Ansiedade na infância: indícios explicados ao Dr. Kalil
A ansiedade na infância é um tema que exige atenção de pais e cuidadores. Especialistas explicam ao Dr. Kalil, no CNN Sinais Vitais deste sábado (29), às 19h30, que a maioria dos transtornos de ansiedade começa nos primeiros anos de vida. O psiquiatra Márcio Bernik, chefe do Ambulatório de Ansiedade do Hospital das Clínicas da USP, afirma que o quadro frequentemente surge como fobias. "Geralmente começam com fobias na infância. Depois isso evolui para quadros do tipo crise de pânico, geralmente na adolescência", disse.

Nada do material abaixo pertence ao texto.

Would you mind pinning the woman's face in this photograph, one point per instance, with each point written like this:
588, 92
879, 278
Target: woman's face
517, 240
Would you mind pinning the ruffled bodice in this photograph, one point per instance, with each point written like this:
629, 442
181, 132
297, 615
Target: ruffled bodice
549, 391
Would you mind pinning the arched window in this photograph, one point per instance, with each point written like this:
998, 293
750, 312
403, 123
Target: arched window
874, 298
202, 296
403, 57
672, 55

Bernik ressalta que muitas fobias infantis são transitórias. "É normal quando a criança está começando a interagir com o mundo desenvolver medos, alguns até meio mágicos", explicou. Um certo grau de ansiedade integra os mecanismos de sobrevivência, ajudando a criança a evitar perigos. O transtorno de pânico, embora menos comum, chama atenção pelo componente genético: cerca de 70% da variância relacionada à chance de ocorrência é hereditária. "Quem vai ter pânico são os filhos dos nossos pacientes com pânico", afirmou, classificando-o como um dos mais geneticamente determinados em psiquiatria, ao lado do transtorno bipolar.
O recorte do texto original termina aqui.